Впятером двинулись в путь. Большая и Малая Лагерные улицы полны народа, на тротуарах так тесно, что лучше идти по мостовой, хотя о булыжники сбивается обувь.
— Знаешь, здесь у вас так же, как у нас в Клидзине! — смеялся Калвиц, оступившись в большую выбоину.
— Отцы города ничуть не заботятся об окраинах! — возмущался Андрей. — Ямы, песок и лужи, — пусть рабочий люд себе шеи ломает. Здесь поблизости есть такой закоулок, который окрестили Прудной улицей. Осенью и весной там только на лодке и можно проехать. А пройдитесь на той стороне Даугавы, у немецкого театра, около Верманского парка, по Елизаветинской улице. Видели? Огромные великолепные дома; даже площади залиты асфальтом; всюду деревья, цветы, скамейки, чтобы можно было присесть в тени, почитать газету.
— Да, да, — усмехнулся Калвиц. — Такова, значит, прославленная красавица Рига.
— Теперь в городской думе заседают и несколько латышских домовладельцев. В газете «Балтияс вестнесис» об этом часто с гордостью пишут. Но какая нам от этого польза? Те же буржуи сидят за одним столом с буржуями-немцами и те же песни поют. Уж когда-нибудь мы их всех вместе в один мешок завяжем.
Калвиц только усы погладил: «Прихвастнуть любят парни! Где возьмешь такой мешок и как их туда засунешь?»
В «Аркадии» — последнее осеннее гулянье. Вся гора, склон и низина усеяны пестрой шумной толпой. Когда переходили через плотину Мариинской мельницы, загремел военный оркестр.

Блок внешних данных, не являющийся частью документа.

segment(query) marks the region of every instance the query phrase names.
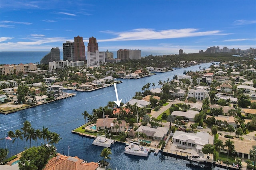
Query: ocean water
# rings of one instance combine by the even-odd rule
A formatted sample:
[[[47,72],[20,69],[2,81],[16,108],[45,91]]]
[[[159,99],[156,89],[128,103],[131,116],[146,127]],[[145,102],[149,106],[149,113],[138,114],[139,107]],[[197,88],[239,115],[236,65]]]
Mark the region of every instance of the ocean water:
[[[20,63],[40,63],[41,59],[49,51],[0,51],[0,64],[18,64]],[[114,58],[117,58],[116,51],[109,51],[114,54]],[[172,51],[142,51],[141,57],[144,57],[152,55],[164,55],[174,54]],[[63,53],[60,52],[60,59],[63,59]]]
[[[117,85],[120,99],[126,103],[132,98],[136,91],[140,91],[142,86],[147,82],[156,85],[160,80],[162,81],[169,78],[172,79],[174,74],[181,75],[184,71],[196,71],[199,67],[208,68],[211,63],[202,64],[185,68],[177,69],[172,71],[157,73],[156,75],[137,79],[124,79],[123,82]],[[158,86],[157,85],[157,86]],[[156,87],[158,87],[159,86]],[[92,109],[104,107],[109,101],[116,100],[114,88],[113,86],[106,87],[91,92],[82,92],[72,90],[66,91],[74,93],[75,97],[55,101],[36,107],[29,108],[7,115],[0,114],[0,148],[5,148],[4,134],[9,130],[20,129],[26,121],[29,121],[34,128],[42,129],[43,126],[48,127],[52,132],[60,134],[62,138],[56,144],[57,152],[72,156],[77,156],[80,158],[88,162],[97,162],[102,160],[100,154],[103,148],[93,145],[92,139],[72,134],[71,130],[83,125],[84,119],[82,113],[86,110],[91,113]],[[38,143],[32,141],[32,146],[44,144],[43,140],[38,140]],[[10,150],[9,157],[29,147],[29,142],[19,140],[12,144],[11,141],[7,142],[7,148]],[[68,146],[70,149],[68,152]],[[187,166],[188,161],[170,156],[163,156],[160,154],[155,156],[152,153],[148,158],[141,158],[125,154],[124,144],[116,142],[111,149],[111,159],[108,160],[110,163],[108,168],[111,169],[123,170],[201,170],[201,167],[190,168]],[[208,167],[207,169],[212,169]],[[214,168],[214,169],[222,169]]]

— Не тот ли самый Бурхард из Дюнамюнда? — спросил Андр.
— Должно быть, он, — ответил Андрей Осис. — Здесь по воскресеньям веселятся так же, как в Дивае на Сердце-горе. Недалеко от деревни ушла и наша Торнякали[103].
Извилистая Большая Алтонавская улица вся в чудесных старых каштанах, кленах и вязах. За зелеными палисадниками и кустами иногда виднелся уютный дом какого-нибудь немца: стеклянная веранда обвита диким виноградом, в садике — клумбы с цветами, на тумбах у парадных дверей — цементные вазы с кактусами.
Большой сад общества «Надежда» как будто сам протянулся навстречу. Внизу, между столетними деревьями, блестел пруд «Мары» с полоской желтого песка на том берегу.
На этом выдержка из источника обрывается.